The human 5-HT(1B) and 5-HT(1D) receptors are especially similar in sequence despite being encoded by two distinct genes. Although, human 5-HT(1B) and 5-HT(1D) receptors have been pharmacologically differentiated using nonselective 5-HT(1B/D) receptor antagonists such as ketanserin (1), ritanserin (2) and methiothepin (3), the precise function of these receptors remains undefined, and progress toward this has been hampered by the lack of selective ligands. The interest of the major pharmaceutical companies in 5-HT(1B/1D) antagonists increased by the discovery of potent and selective tools, combined with the fact that the blockade of terminal 5-HT(1B) receptors by selective antagonists has been proposed as a new approach for more efficient and/or fast-acting antidepressant drugs, since the acute blockade of these 5-HT autoreceptors will, in theory, immediately mimic their desensitization. Furthermore, it has been also suggested that supersensitive 5-HT(1B/1D) receptors may be involved in the pathophysiology of obsessive compulsive disorders (OCD). In the 5-HT(1B/1D) agonist field, since the discovery of sumatriptan (26) (a 5-HT(1B/1D) receptor agonist) as an effective treatment for migraine headache, intensive research in this area has led to several second-generation compounds, a few of which have either entered the market place or are in late clinical trials. Beside the antimigraine activity of the 5-HT(1B/1D) agonists in clinical evaluation or already on the market, other potential therapeutic evaluations (such as gastric motor effect, bipolar disorder, autism, anti-aggressive effects) with these drugs are being investigated. This article highlights and reviews the research advances published in the 5-HT(1B/1D) antagonist and agonist literature. The article is supplemented with selected references on the design, synthesis and development of novel 5-HT(1B/1D) agents, and on studies to understand their mechanism and pathophysiology. Emphasis is given to recent advances in the potential therapeutic applications of 5-HT(1B/1D) serotonergic agents. By no means has any attempt been made to exhaustively review the literature but rather, primary references along with citations to recent literature reviews have been included in each section.

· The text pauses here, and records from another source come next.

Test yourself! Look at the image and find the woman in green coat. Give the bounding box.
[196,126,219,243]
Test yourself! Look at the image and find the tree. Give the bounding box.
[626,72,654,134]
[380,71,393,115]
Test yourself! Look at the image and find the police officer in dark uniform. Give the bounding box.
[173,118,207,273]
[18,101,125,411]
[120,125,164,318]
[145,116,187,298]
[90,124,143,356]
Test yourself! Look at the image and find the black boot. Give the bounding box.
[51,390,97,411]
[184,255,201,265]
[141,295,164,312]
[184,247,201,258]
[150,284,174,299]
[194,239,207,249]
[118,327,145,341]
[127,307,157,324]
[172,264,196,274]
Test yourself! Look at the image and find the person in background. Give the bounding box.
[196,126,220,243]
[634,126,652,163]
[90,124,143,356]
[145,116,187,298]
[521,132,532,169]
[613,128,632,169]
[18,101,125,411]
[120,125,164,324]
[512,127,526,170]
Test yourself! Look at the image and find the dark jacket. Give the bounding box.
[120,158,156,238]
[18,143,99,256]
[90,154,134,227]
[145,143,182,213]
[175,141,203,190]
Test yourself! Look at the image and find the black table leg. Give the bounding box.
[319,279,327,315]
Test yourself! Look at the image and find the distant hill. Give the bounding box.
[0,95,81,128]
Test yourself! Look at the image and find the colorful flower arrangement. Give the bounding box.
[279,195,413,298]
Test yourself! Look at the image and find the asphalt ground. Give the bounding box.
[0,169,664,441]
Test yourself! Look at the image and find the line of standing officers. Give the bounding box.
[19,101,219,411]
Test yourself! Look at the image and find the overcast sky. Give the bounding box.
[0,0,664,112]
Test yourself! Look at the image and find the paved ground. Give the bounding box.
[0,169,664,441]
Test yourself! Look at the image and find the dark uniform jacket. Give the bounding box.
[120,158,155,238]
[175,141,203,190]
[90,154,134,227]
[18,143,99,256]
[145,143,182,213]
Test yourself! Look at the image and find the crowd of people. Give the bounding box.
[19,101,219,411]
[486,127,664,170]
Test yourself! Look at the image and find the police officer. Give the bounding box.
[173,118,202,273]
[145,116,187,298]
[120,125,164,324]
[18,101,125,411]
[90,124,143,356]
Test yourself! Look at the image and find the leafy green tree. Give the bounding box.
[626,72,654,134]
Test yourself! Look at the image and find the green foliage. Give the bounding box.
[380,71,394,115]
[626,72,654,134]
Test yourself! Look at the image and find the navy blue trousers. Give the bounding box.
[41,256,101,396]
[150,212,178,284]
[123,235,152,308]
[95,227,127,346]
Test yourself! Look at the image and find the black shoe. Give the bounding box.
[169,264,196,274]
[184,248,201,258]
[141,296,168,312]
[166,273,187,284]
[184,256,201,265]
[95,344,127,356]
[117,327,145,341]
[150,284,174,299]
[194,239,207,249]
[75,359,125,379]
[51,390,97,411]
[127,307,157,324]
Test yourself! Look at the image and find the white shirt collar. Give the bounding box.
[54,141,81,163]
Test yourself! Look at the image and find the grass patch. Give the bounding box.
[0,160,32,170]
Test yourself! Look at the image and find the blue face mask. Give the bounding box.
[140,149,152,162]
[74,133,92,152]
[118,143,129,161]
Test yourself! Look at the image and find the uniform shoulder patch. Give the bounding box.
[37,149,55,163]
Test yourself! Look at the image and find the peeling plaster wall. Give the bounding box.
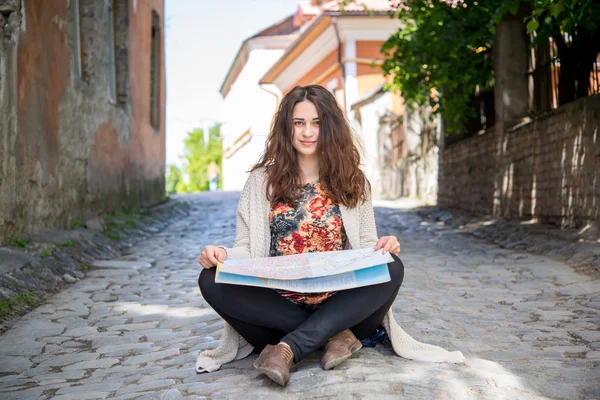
[0,0,165,242]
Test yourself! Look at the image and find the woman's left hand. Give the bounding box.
[375,236,400,255]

尽管人类5-HT(1B)和5-HT(1D)受体由两个不同的基因编码,但它们在序列上特别相似。虽然,人类5-HT(1B)和5-HT(1D)受体已通过使用非选择性5-HT(1B/D)受体拮抗剂(如酮色林(1)、利坦色林(2)和甲硫噻平(3))进行了药理学区分,但这些受体的确切功能仍未明确,且由于缺乏选择性配体,在此方面的进展受到了阻碍。主要制药公司对5-HT(1B/1D)拮抗剂的兴趣因发现了强效且选择性的工具而增加,同时,由于理论上选择性拮抗剂对终末5-HT(1B)受体的阻断被提议作为一种开发更高效和/或速效抗抑郁药物的新方法,因为对这些5-HT自身受体的急性阻断将立即模拟它们的脱敏状态。此外,也有人提出超敏的5-HT(1B/1D)受体可能参与强迫症(OCD)的病理生理学过程。在5-HT(1B/1D)激动剂领域,自从发现舒马曲坦(26)(一种5-HT(1B/1D)受体激动剂)可有效治疗偏头痛以来,该领域的深入研究已产生了几种第二代化合物,其中一些已进入市场或正处于后期临床试验阶段。除了5-HT(1B/1D)激动剂在临床评估或已上市产品中的抗偏头痛活性外,这些药物的其他潜在治疗评估(如胃动力效应、双相情感障碍、自闭症、抗攻击效应)也正在研究中。本文重点介绍并综述了5-HT(1B/1D)拮抗剂和激动剂文献中发表的研究进展。文章还补充了关于新型5-HT(1B/1D)药物的设计、合成和开发以及旨在了解其作用机制和病理生理学的研究的精选参考文献。重点是5-HT(1B/1D)血清素能药物在潜在治疗应用方面的最新进展。本文绝没有试图详尽地综述文献,而是在每个章节中都纳入了主要参考文献以及对近期文献综述的引用。